I was delighted to arrive in the Praza before noon with a big smile on my face. I was in Santiago again and what a glorious day! I dropped my bags and asked the nearest pilgrim to take a picture of Ray and myself.
I had been in contact with Linda from Somewhereslowly.com throughout the day. She had started her Camino from Rabanal del Camino on the French Way a number of weeks prior and by chance, our dates of arrival would collide. So I would wait for her in the Praza until she arrived. Luckily enough, I didn’t have to wait too long and she walked in with the sun beating down. Naturally enough, I was delighted for her and we celebrated by finding the nearest place of shade and some cool drinks.
Later in the evening, we ate out in Tapas Petiscos Do Cardeal, on Rua do Franco and had a cold beverage afterward. We managed to catch the Tuna do Derecho band afterward. They play every night in the Praza do Obradoiro and have great audience interaction. It’s not often a pilgrim sees the Cathedral lit up at night – most albergues have curfews. I was lucky enough to be staying in Santiago KM.0 who let you come and go as you choose.
Click on the links below to bring you to the albergues’ location and the booking information. I hope this proves useful.
It was at this stage that we changed to the A Coruna leg of the Camino Inglés.
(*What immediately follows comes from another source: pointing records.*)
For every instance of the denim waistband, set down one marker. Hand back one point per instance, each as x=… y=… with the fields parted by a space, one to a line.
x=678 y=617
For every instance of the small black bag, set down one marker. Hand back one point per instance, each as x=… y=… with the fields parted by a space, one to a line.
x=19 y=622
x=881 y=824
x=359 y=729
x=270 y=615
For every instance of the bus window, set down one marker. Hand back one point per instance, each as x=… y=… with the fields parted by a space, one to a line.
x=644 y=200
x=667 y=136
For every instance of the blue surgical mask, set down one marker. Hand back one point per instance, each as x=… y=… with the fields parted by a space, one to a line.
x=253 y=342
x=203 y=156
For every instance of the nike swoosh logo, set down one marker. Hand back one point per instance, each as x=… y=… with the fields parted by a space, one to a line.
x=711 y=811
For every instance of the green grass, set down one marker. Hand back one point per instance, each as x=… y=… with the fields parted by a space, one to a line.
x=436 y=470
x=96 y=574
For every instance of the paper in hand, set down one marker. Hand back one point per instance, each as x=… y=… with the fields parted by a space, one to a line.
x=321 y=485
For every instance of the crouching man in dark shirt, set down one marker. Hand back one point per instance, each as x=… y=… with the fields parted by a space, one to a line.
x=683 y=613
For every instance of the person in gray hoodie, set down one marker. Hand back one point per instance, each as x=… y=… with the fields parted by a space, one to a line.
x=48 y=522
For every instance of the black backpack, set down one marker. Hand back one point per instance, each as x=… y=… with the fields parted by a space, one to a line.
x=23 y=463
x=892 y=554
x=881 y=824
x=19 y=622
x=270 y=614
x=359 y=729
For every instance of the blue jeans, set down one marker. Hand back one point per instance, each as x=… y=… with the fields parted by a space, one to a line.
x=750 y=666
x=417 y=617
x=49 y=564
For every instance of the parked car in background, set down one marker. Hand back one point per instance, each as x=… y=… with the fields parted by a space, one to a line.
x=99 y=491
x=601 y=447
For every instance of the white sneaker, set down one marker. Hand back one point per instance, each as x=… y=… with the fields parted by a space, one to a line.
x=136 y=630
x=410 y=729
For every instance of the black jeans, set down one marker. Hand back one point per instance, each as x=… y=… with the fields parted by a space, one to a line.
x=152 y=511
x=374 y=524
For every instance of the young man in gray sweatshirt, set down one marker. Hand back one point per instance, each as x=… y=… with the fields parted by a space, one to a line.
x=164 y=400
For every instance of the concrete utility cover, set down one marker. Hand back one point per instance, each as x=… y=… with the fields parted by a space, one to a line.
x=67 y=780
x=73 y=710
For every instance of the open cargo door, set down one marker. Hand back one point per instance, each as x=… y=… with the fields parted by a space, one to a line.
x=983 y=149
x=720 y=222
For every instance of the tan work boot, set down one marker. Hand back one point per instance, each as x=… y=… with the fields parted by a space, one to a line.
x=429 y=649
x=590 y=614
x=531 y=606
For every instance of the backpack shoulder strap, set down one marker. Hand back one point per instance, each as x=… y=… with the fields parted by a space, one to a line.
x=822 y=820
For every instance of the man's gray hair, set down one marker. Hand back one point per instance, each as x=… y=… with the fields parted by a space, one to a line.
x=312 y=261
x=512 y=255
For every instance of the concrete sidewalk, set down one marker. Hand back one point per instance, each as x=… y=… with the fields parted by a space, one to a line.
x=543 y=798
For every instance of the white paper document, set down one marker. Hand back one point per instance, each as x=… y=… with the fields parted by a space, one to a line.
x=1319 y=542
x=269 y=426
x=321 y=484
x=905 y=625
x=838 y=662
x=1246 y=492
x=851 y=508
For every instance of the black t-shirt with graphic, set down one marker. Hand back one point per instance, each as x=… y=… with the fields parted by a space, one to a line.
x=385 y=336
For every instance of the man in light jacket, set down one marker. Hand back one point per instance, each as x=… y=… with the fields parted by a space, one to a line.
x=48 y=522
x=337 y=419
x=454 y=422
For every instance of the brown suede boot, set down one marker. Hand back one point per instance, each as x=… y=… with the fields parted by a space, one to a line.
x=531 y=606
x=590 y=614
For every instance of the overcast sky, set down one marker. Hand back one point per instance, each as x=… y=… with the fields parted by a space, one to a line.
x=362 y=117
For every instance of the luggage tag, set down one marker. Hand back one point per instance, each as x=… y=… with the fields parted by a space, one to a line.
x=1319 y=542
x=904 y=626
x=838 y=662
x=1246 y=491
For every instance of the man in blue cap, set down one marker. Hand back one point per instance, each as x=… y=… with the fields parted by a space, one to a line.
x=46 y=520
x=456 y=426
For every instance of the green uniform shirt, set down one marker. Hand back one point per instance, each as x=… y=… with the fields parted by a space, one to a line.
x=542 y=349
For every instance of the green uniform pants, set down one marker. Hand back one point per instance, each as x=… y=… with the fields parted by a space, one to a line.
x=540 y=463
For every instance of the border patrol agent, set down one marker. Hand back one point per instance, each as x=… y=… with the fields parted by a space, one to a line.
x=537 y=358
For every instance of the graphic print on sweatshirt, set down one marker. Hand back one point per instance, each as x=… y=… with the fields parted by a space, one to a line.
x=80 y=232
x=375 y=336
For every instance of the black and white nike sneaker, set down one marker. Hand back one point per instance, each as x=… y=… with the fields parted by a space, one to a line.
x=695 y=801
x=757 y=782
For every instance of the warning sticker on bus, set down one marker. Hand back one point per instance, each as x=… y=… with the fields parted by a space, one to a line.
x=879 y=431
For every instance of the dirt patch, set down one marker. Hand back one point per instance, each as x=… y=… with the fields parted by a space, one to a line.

I was delighted to have stayed in this particular albergue in Santiago. I usually choose the San Martin Pinario but on this occasion, it was booked up. Albergue Santiago KM0 is on the same road as the Pilgrim office, 2 minutes from the Cathedral. It is really central. And the owners were great. I think I have just found my new albergue of choice in Santiago!
The following day, we made our way to Finisterre over the course of 3 days and stayed in the below albergues. I have stayed in 2 before when I made my way to Finisterre in 2016.
Accommodation on the Camino Inglés is plentiful, however Ferrol, A Coruna and Sigüeiro does not have municipal albergues. Booking in advance might be helpful but then again, once we arrived at these places we found there were beds still available. And that was May! For Santiago, booking in advance is the first thing I do. Accommodation in Santiago goes quick, especially in the Summer months.